Ils viennent aux audiences par ennuie, passion, parfois obsession… à tel point que certains font partie des murs de nos cours et tribunaux. On les surnomme les « rats » de prétoires ou de palais. De Metz à Brest, rencontre avec ces habitués qui vivent la justice au quotidien.
© Elsa Montlahuc
Il est quatorze heures pile. Dans la petite salle 26 du tribunal judiciaire de Metz (Moselle), le public s’engouffre, dont cinq retraités qui s’installent comme s’ils connaissaient la maison. « Mets-toi devant, sinon t’entendras rien », glisse l’un d’eux à son compère, apparemment bien renseigné sur la désastreuse acoustique de l’endroit. « Et voilà les habitués ! », plaisante un policier avec son collègue, désignant la bande des cinq mousquetaires.« Au lieu de passer leurs après-midi à regarder Derrick, ils viennent ici», précise-t-il. Il est 14 h 15 quand retentit la familière sonnerie qui continuera à en faire sursauter plus d’un, annonçant solennellement l’entrée du président et de ses assesseurs.
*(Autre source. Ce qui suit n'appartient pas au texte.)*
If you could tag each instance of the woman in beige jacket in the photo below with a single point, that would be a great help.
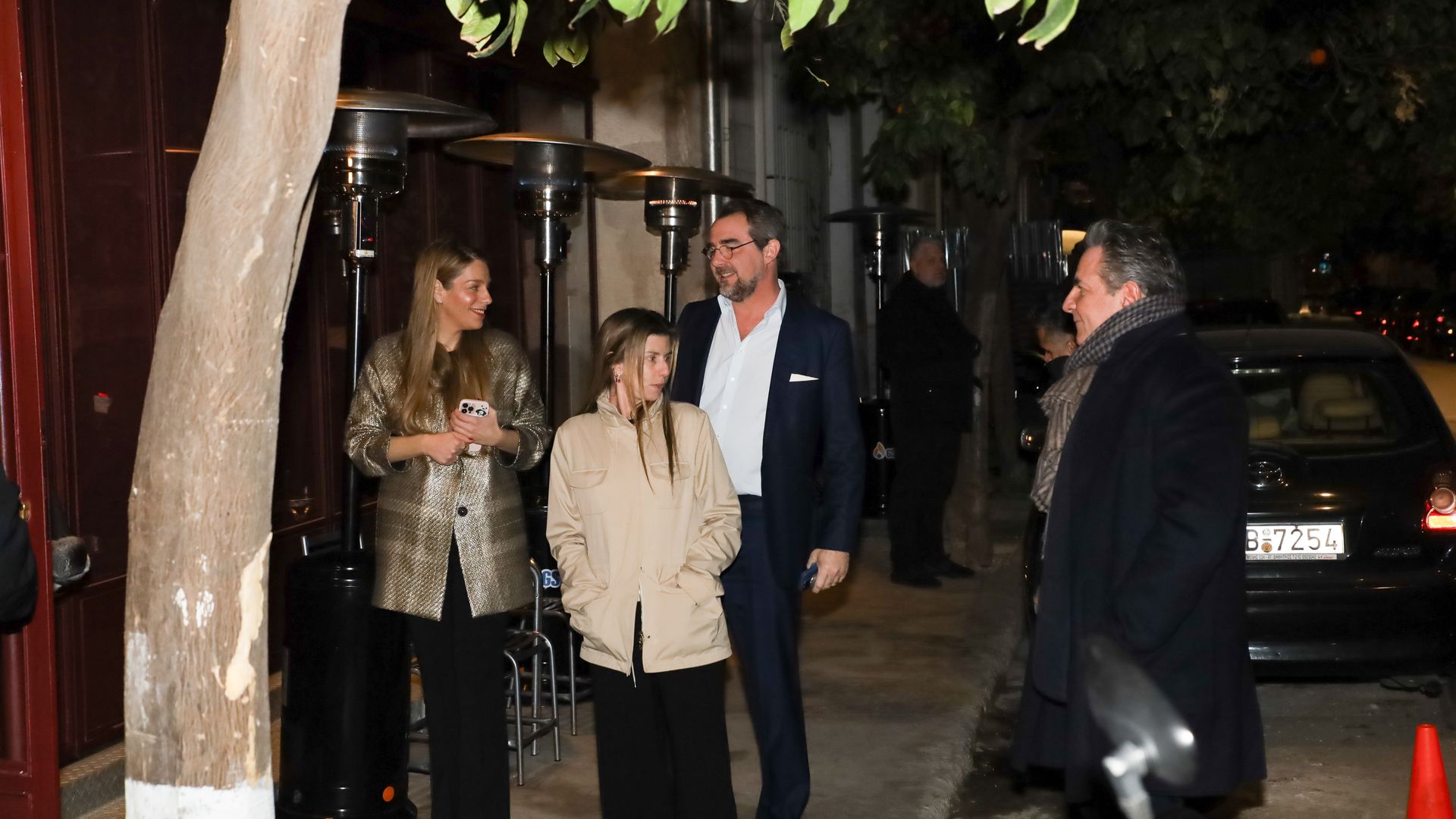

La séance commence en retard, mais ici plus personne ne s’en étonne. « L’audience est ouverte. Asseyez-vous », enjoint le président en saluant le public d’un geste de la tête. Comme tous les vendredis, il débute l’après-midi avec les «compas», comme on dit dans le jargon. Entendez, les comparutions immédiates, ces petites affaires qui ne méritent pas d’instruction ni d’enquête pointue. Il peut s’agir d’individus arrêtés en flagrant délit, souvent la veille, sortant d’une nuit en garde à vue et qu’on présente directement devant le tribunal, « à chaud ». Mais généralement, les gaillards ne sont pas très frais. Le premier prévenu arrive sous escorte, par l’ascenseur installé dans le box, tout juste sorti des geôles du tribunal. Derrière la vitre, où on lui demande de patienter, il semble surpris par la présence de l’auditoire. « Ben oui, l’audience est publique », lui explique un policier. Pas de chance pour nos cinq spectateurs assis au milieu de la salle, le jeune prévenu ne fait aucun effort d’articulation, ses propos sont presque inaudibles. Sans parler des bancs qui grincent au moindre mouvement, étouffant les voix des uns et des autres, ne facilitant pas la bonne compréhension des débats.
© Elsa Montlahuc
Les policiers, eux, jouent à Candy Crush sur leurs portables. Les affaires se succèdent : vol de voiture, recel, conduite sans permis ou en état d’ivresse. Bref : « des faits simples », comme aiment à le faire remarquer en début de plaidoirie ou de réquisitoire avocats et procureur. « Ce n’est pas très intéressant, hein ? », chuchote un habitué à son voisin.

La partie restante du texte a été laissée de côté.